Embora a preservação do patrimônio não tenha alcançado a abrangência desejada por Lemos, seus anos de atuação no Condephaat entre 1968 e 1989 garantiram a permanência de construções como a da escola Caetano de Campos, no centro paulistano. O prédio, inaugurado em 1894, corria o risco de ceder lugar à estação República do metrô. “Em 1975, ele fez, junto com o arquiteto Benedito Lima de Toledo [1934-2019], a primeira lista oficial de bens que se tornariam protegidos no município”, recorda a arquiteta Silvia Wolff, da UPM, ex-orientanda de mestrado e doutorado de Lemos, entre 1988 e 1997. Por 41 anos, Wolff atuou no Condephaat. “Os procedimentos e métodos estruturados pelo professor Lemos na origem do Condephaat e apresentados em suas aulas estão na base da preservação do patrimônio cultural que se desenvolveu em São Paulo”, afirma.

O ecletismo – estilo popular na capital paulista entre o final do século XIX e início do XX, que teve no arquiteto Ramos de Azevedo (1851-1928), autor do Theatro Municipal de São Paulo, seu maior expoente – era, à época, considerado pela academia desprovido de valor arquitetônico e pouco brasileiro. Muitas construções estariam fadadas ao desaparecimento, mas Lemos ajudou a mudar esse cenário com seus pareces técnicos nos órgãos de preservação. Em 1993, publicou Ramos de Azevedo e seu escritório (Editora Pini), obra que lhe rendeu o Prêmio Jabuti na categoria Ensaio no ano seguinte.

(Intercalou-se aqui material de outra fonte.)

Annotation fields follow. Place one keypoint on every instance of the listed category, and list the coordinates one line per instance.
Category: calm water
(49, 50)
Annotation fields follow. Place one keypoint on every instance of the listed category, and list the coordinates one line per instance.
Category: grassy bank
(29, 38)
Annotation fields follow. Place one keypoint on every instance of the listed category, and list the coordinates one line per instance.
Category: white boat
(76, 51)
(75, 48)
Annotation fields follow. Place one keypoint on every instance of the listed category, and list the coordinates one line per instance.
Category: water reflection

Além de arquiteto e pesquisador, Lemos foi desenhista e artista plástico. “Desenho ouvindo música – dos clássicos Bach [1685-1750] e Mozart [1756-1791] ao jazz de Thelonious Monk [1917-1982] e Charles Mingus [1922-1979]”, contou em entrevista na década de 1970 ao jornalista e museólogo Luiz Ernesto Kawall (1927-2024), um dos fundadores do Museu da Imagem e do Som (MIS) de São Paulo.

Ao longo de seus quase 60 anos de docência ininterrupta na FAU-USP, dedicados ao ensino de História da Arquitetura, doou à biblioteca da faculdade materiais iconográficos do edifício Copan, mais de 4 mil fotos e o anteprojeto do prédio do MAC-USP de 1983, sediado no campus Butantã. Em sua trajetória, ajudou ainda a consolidar o Museu da Casa Brasileira – que funcionou entre 1970 e 2023 no Solar Fábio Prado, em São Paulo –,  cedendo milhares de fichas de pesquisa sobre mobiliários e utensílios escritas por ele e seus alunos entre 1970 e 1980.

Uma das últimas homenagens que recebeu foi o título de Professor Emérito da FAU-USP, concedido em 2022. Em junho, na semana em que completou um século de vida, lançou o livro Cidade sem vestígio (Instituto Sarará), que trata da preservação do patrimônio histórico a partir do solar da marquesa de Santos, última casa de taipa remanescente do período Colonial em São Paulo.

Lemos deixa a esposa, a arquiteta Clara Correia d’Alambert, a filha Maria Isabel Cerqueira Lemos (do primeiro casamento), além dos netos João e Alice.

Uma versão deste texto foi publicada na edição impressa representada no pdf.